From looking at site stats, I see that significant numbers of people have read my recent ‘Carbon Trading – and What Should Be on the Negotiating Table at Copenhagen‘ post. The climate talks are over now, and appear to have achieved little more than add to a global atmosphere of discouragement, and so it’s left to us, the average guy on the street, to do what they should have done – that being to deeply consider what the world we want to develop should look like and to then consider how we can get from where we are now to that destination.
One of the key points I raised in the aforesaid article is the need to educate, educate, educate. The kind of education I’m referring to is not your contemporary, institutionalised, factory-type schooling that churns out faithful drones of consumption – but rather more practical-based education that enables individuals to take on the very real social, ecologic, resource challenges we now face.
The clip below, I think, is a good way to get one thinking about the topic in an outside-the-box fashion:
The, rather profound, words quoted are from Ivan Illich, whose 1971 book Deschooling Society (available to read online) was a radical interruption to mainstream concepts on education. He wrote it after coming "to realize that for most men the right to learn is curtailed by the obligation to attend school."
It’s obvious that if our educational facilities were serving the needs of society well, then it would have already resulted in our now inhabiting a culture that manages its resources and restrains its lifestyle to keep within sustainable boundaries. To a large degree, the blame for our failing to achieve this state can be laid squarely at the feet of our educational institutions – those that are tasked with preparing the next generation for productive labour.
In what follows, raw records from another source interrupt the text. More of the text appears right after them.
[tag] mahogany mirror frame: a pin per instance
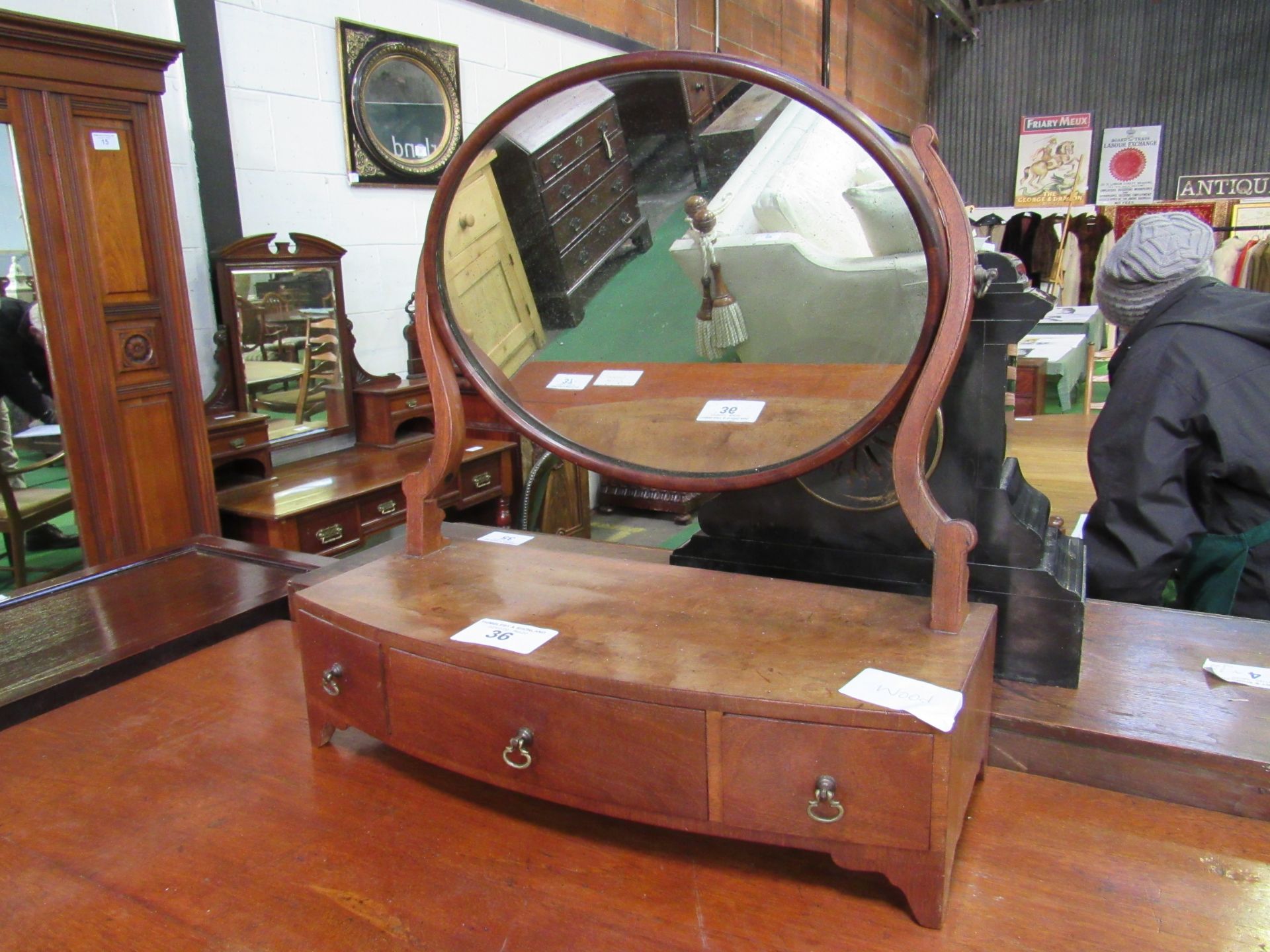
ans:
(258, 252)
(939, 216)
(836, 111)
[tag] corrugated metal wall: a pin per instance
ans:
(1198, 67)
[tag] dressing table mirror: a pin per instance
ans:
(705, 303)
(286, 347)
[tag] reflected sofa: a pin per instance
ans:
(818, 248)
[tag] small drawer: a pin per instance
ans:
(577, 143)
(593, 247)
(473, 214)
(411, 404)
(571, 225)
(882, 781)
(566, 190)
(480, 477)
(238, 441)
(380, 510)
(600, 749)
(343, 676)
(331, 531)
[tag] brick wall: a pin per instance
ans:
(878, 51)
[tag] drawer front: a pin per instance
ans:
(577, 143)
(380, 510)
(411, 403)
(239, 441)
(559, 194)
(331, 531)
(883, 781)
(600, 749)
(698, 95)
(480, 477)
(474, 212)
(343, 676)
(600, 240)
(595, 204)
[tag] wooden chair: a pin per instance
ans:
(319, 360)
(24, 509)
(1093, 357)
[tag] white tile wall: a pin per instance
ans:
(286, 125)
(286, 120)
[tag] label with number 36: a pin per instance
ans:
(509, 636)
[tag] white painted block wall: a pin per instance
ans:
(158, 18)
(286, 124)
(282, 88)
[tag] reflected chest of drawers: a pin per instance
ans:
(566, 179)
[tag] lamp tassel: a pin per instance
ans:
(705, 342)
(719, 321)
(727, 324)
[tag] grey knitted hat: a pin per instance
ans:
(1158, 254)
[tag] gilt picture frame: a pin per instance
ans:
(403, 117)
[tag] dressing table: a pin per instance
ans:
(290, 377)
(687, 698)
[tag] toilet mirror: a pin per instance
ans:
(288, 348)
(690, 278)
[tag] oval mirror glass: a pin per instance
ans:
(686, 274)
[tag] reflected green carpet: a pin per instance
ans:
(55, 560)
(644, 314)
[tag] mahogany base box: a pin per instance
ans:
(681, 697)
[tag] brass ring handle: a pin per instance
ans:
(517, 746)
(331, 680)
(825, 790)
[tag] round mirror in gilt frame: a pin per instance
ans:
(686, 270)
(403, 103)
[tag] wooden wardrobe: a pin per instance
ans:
(84, 108)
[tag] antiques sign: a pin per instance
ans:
(1128, 165)
(1250, 186)
(1053, 160)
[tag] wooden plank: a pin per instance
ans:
(204, 819)
(1147, 719)
(91, 623)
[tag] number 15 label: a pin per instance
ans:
(730, 411)
(509, 636)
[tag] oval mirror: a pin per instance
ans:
(689, 280)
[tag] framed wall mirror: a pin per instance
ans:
(736, 296)
(402, 113)
(287, 344)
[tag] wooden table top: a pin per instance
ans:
(186, 810)
(70, 627)
(261, 372)
(1147, 717)
(654, 422)
(310, 484)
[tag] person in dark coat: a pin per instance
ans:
(24, 376)
(24, 379)
(1180, 456)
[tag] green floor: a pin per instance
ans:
(646, 313)
(1100, 393)
(55, 560)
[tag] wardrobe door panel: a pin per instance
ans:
(118, 238)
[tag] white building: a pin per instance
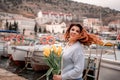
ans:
(45, 17)
(56, 28)
(23, 23)
(92, 23)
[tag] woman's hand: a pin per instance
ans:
(57, 77)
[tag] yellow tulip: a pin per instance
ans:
(59, 50)
(46, 52)
(54, 49)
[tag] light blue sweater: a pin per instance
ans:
(72, 62)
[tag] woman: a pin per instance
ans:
(73, 54)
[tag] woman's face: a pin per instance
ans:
(74, 32)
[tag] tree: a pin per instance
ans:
(45, 30)
(7, 25)
(15, 25)
(10, 27)
(35, 29)
(23, 31)
(40, 29)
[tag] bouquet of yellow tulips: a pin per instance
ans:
(52, 58)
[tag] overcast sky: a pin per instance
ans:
(113, 4)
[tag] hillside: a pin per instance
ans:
(30, 8)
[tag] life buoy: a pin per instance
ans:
(51, 40)
(43, 40)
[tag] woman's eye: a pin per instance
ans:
(77, 31)
(72, 29)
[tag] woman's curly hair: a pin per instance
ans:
(85, 38)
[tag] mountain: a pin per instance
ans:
(30, 8)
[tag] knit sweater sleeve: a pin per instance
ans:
(78, 62)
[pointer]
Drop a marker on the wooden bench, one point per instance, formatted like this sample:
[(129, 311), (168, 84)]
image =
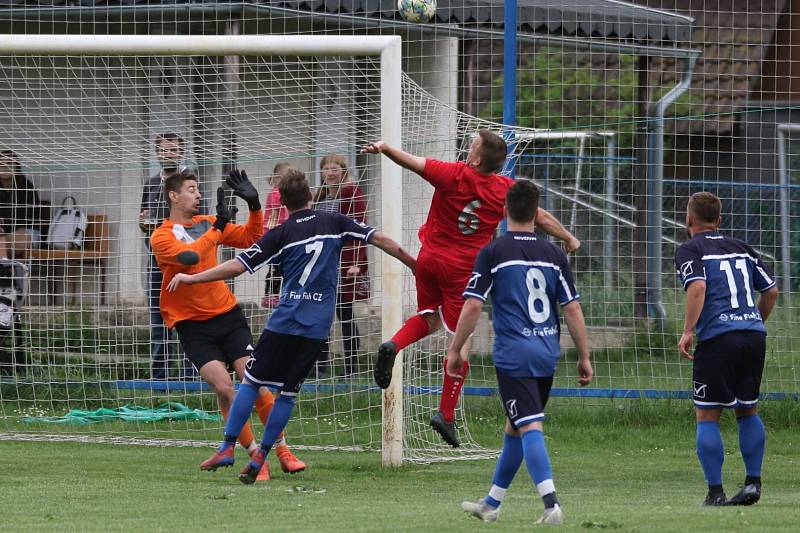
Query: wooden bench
[(96, 250)]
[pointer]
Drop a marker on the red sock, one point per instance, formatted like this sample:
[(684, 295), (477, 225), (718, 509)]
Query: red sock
[(413, 330), (451, 390)]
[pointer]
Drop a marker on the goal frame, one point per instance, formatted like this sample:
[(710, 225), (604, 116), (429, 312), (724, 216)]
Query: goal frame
[(386, 48)]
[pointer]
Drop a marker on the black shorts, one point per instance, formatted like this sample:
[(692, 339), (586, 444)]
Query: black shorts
[(282, 362), (523, 398), (727, 370), (225, 338)]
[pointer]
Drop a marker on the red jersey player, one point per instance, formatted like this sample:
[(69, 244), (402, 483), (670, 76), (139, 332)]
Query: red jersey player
[(466, 208)]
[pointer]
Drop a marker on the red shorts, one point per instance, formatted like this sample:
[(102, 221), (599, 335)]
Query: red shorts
[(440, 288)]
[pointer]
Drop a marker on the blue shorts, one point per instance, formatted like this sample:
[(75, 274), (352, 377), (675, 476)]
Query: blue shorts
[(727, 369), (282, 362), (523, 399)]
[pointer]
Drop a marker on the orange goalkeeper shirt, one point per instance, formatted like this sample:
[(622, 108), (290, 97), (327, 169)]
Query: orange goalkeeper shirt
[(206, 300)]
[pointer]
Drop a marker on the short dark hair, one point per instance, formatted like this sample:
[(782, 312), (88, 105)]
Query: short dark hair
[(174, 182), (705, 206), (522, 201), (493, 150), (294, 189), (169, 136)]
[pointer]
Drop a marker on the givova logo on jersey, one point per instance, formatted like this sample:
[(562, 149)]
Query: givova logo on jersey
[(252, 251), (511, 408), (699, 389), (686, 269)]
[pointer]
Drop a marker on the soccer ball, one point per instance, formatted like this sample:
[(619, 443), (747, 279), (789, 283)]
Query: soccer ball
[(417, 10)]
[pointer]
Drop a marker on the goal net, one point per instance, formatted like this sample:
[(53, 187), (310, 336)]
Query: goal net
[(81, 357)]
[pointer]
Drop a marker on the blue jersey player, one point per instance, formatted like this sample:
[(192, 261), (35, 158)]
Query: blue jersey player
[(307, 248), (721, 277), (528, 280)]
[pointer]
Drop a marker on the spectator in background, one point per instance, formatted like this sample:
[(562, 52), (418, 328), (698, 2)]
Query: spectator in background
[(275, 214), (20, 209), (154, 210), (339, 194)]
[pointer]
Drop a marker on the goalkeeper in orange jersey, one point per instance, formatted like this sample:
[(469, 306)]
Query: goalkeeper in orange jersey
[(211, 326)]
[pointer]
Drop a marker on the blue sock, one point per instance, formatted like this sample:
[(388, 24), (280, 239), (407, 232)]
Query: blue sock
[(507, 466), (538, 463), (278, 418), (752, 438), (710, 451), (239, 412)]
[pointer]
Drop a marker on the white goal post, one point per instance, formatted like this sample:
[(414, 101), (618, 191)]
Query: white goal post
[(386, 48)]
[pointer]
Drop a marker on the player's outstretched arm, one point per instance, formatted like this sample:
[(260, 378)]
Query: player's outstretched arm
[(695, 299), (573, 315), (467, 320), (404, 159), (766, 302), (227, 270), (549, 224), (390, 246)]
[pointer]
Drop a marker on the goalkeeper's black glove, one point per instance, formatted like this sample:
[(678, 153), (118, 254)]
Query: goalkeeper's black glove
[(243, 188), (225, 213)]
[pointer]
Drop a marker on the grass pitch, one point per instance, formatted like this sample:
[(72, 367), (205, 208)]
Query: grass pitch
[(615, 467)]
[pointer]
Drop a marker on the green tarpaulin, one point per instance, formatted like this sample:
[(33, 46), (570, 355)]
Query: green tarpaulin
[(128, 413)]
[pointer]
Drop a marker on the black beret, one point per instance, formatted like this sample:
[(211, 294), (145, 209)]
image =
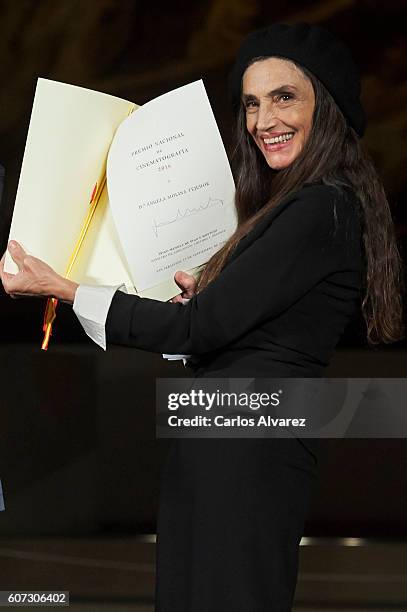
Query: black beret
[(317, 50)]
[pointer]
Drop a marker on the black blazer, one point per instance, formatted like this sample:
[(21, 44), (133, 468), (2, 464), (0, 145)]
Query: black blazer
[(279, 306)]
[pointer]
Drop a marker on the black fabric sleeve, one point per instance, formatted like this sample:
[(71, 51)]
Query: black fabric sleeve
[(301, 246)]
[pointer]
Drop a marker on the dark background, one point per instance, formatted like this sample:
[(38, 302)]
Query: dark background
[(77, 441)]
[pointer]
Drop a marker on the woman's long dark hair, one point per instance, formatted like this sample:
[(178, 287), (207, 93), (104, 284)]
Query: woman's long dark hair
[(334, 155)]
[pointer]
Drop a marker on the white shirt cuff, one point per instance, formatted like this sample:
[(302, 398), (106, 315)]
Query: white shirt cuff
[(176, 357), (91, 305)]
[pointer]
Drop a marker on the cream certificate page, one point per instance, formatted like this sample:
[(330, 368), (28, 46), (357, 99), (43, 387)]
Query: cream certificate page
[(170, 187), (69, 136)]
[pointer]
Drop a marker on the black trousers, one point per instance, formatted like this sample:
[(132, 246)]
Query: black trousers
[(231, 517)]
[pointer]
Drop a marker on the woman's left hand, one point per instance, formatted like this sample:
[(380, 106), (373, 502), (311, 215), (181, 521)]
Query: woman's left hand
[(35, 278)]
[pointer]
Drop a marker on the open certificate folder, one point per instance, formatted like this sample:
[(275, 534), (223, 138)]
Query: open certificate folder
[(167, 204)]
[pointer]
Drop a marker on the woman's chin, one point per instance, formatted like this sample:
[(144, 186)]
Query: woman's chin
[(279, 162)]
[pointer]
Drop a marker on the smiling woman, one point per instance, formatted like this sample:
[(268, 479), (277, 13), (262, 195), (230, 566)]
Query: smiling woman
[(279, 101), (314, 243)]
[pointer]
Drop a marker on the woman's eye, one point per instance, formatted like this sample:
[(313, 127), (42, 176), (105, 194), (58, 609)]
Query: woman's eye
[(285, 97)]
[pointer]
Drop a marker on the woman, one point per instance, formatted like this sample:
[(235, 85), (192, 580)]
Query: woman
[(314, 242)]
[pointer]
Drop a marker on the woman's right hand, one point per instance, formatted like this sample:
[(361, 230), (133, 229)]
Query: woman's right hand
[(187, 283)]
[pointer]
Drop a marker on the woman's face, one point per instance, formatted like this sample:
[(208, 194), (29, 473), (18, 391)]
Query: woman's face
[(279, 101)]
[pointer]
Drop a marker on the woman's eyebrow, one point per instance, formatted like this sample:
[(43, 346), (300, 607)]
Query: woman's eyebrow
[(273, 92)]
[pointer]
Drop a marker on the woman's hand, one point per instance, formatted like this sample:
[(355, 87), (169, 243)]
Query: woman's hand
[(35, 278), (187, 283)]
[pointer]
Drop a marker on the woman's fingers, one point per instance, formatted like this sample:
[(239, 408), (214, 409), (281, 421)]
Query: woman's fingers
[(34, 278), (17, 253), (187, 283)]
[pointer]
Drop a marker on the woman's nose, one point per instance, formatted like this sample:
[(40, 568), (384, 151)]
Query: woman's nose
[(266, 117)]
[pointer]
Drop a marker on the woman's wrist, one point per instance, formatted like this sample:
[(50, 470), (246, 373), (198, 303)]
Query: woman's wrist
[(66, 290)]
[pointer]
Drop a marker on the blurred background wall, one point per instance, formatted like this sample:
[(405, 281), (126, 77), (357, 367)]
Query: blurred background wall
[(77, 443)]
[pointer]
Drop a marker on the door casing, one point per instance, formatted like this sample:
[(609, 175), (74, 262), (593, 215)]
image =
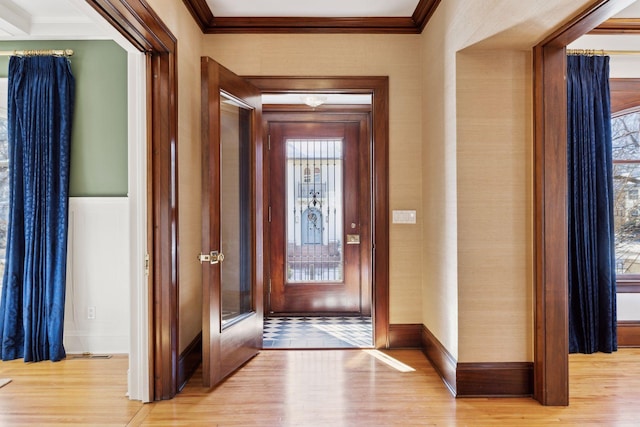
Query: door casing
[(378, 87)]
Because of its relevance/significance, I’ll paste below a quote I’ve used before:
Education is totality of the methods and techniques adapted by the civilized society to bring about positive changes. – Dr. A.T. Ariyaratne
I would be very interested in your thoughts on this topic. As Einstein said, "We can’t solve problems by using the same kind of thinking we used when we created them." The last few centuries of ecological and cultural plundering has been handed down to us, and fostered, generation after generation, by an educational system that has departmentalised the sum of human knowledge so much that as individuals it becomes very difficult to see the big picture. Our lives thus become merely a search for little, specialist niches to occupy in the established consumer culture. Breaking out of these ingrained mental constraints will, I believe, only occur if we cease spending our formative years studying how to participate in maintaining the status quo.